President of the Province of Oristano
- In office 17 April 2000 – 9 May 2005
- Preceded by: Gian Valerio Sanna
- Succeeded by: Pasquale Onida

Member of the Regional Council of Sardinia
- In office 14 June 2004 – 26 December 2008
- In office 19 March 2009 – 4 November 2013

Personal details
- Born: 9 May 1947 (age 79) Simala, Italy
- Party: Christian Democracy National Alliance The People of Freedom
- Profession: Politician

= Mario Diana =

Italian politician

Mario Diana (born 9 May 1947) is an Italian politician.

==Life and career==
Diana belongs to a noble family, well known in Marmilla. He subsequently transplanted to Oristano, where he has lived for years in the San Paolo-Torangius neighborhood. He is married and has three children. Before joining political activity full time, he worked as an entrepreneur in the auto parts sector and later in the real estate sector. Between the 80s and 90s he was also president of the FIGC of Oristano and regional councilor of the same Federation; president of the Ales football club and more recently of the main football team of Oristano, Tharros.

He was municipal councilor of Oristano for Christian Democracy between 1990 and 1993 and again between 1998 and 2000. In 2000 he was elected president of the province of oristano with 56.50% of the preferences, while in 2001 he also became regional councilor, taking over from Emilio Floris.
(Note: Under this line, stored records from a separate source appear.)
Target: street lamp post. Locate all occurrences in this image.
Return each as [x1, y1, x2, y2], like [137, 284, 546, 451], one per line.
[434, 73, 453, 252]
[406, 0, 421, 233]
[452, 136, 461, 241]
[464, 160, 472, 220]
He was re-elected to the Regional Council of Sardinia in 2004 with 1,924 personal preferences.

In June 2012 he left the PdL with other regional councilors and founded his own group, Sardinia is already tomorrow, also passing to the opposition of the centre-right regional government.

In 2013 Diana was arrested for unlawful use of funds to groups in the Regional Council, while in 2018 he was sentenced to 5 1/2 years of imprisonment.